Wednesday, June 4, 2014

June 4, 1989

The Tank Man, June 5, 1989
The world is closing in
Did you ever think
That we could be so close
Like brothers.

Scorpions - Wind of Change

It's a quiet day in Beijing, China. The air is impregnated with disillusion,
hopelessness, and the numbing smell
of death. The people's composure as they run their errands is the one that characterizes the vanquished after a lost battle.
A file of tanks suddenly appears cranking down Chang'an Avenue in a parading order, directed towards the north section of Tiananmen Square. The tanks are zigzagging victoriously along the avenue in the ultimate act of mockery towards the civilians in the streets of Beijing and of every revolting city in The People's Republic of China, just like Achilles tying Hector's heels to a chariot and dragging his dead body in the dust.
Until something happens, unexpected: one man alone, with two shopping bags as his only weapons, stands in the street forcing the proud march of the tanks to an inglorious and embarrassing halt.
As the tanks try to move on around the man, he moves too and keeps standing in their way, forcing the whole column of tanks to shut off their engines and wait, powerless.
This happened on June 5, 1989, one day after the Chinese government's violent act of repression against thousands of protesters in Tiananmen Square, a repression that, only apparently, had forced the People of the Republic of China on their knees. If some had surrendered to the government's will, not everyone resigned to a fate of open derision.

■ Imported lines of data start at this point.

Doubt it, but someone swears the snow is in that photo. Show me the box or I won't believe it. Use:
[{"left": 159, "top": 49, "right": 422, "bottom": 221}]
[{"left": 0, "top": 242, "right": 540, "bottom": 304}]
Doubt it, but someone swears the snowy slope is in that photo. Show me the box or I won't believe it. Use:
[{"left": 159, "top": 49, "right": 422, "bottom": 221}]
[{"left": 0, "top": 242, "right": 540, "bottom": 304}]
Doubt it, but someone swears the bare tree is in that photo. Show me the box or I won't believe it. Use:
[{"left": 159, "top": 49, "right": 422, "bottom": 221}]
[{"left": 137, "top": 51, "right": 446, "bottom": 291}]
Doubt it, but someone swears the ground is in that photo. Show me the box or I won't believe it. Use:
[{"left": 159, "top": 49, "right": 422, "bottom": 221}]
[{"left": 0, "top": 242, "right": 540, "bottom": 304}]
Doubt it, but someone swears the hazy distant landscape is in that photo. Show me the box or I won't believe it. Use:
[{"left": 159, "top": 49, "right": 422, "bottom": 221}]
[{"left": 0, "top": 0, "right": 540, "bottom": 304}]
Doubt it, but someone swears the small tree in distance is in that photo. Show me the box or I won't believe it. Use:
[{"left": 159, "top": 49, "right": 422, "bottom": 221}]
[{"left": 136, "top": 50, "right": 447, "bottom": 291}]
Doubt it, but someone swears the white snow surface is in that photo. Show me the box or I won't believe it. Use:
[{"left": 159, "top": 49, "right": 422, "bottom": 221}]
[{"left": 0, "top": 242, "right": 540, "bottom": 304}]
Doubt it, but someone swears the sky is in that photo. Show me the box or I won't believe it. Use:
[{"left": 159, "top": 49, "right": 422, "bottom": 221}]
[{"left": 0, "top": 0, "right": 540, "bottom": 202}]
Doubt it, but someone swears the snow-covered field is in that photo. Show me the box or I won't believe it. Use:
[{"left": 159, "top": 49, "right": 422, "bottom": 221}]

The day before, on June 4, 1989, Deng Xiaopeng, after declaring Martial Law on May 20, ordered the troops to clear Tiananmen Square: by dawn there should be no more students occupying the square. The space became a battlefield where only one side was armed and attacking, while the other ran defenseless in all directions for their lives. Students and workers, women and men who were pacifically trying to block the army from entering Tiananmen Square, where about a million were protesting against the government's corruption and for more freedom of speech and thought, were shot and wounded. Some journalists who were reporting the facts for the rest of the world also barely made it alive. Several civilians were killed. Corpses, blood stains, and cars on fire made a new scenario that night.
At about 2am on June 4, all the lights in Tiananmen Square were turned off by military order. Shots echoed in the dark mixed with screaming and sounds of human pain. When the light came on again, it was a bloodshed.
The People of China had been ruthlessly defeated. 

Today is June 4, 2014. We remember the 25th anniversary of the Tiananmen Square Massacre and the brave act of millions of students who protested and marched pacifically for two months.

We remember the brave act of a single man who stood against the "iron feet of oppression", and blocked them, and mocked them in front of the entire world.
No one knows what happened to that man, but history logic tells us that he was probably never identified, never found, never caught, never killed.

Whether it is so or not, this is the ending we all would like to imagine.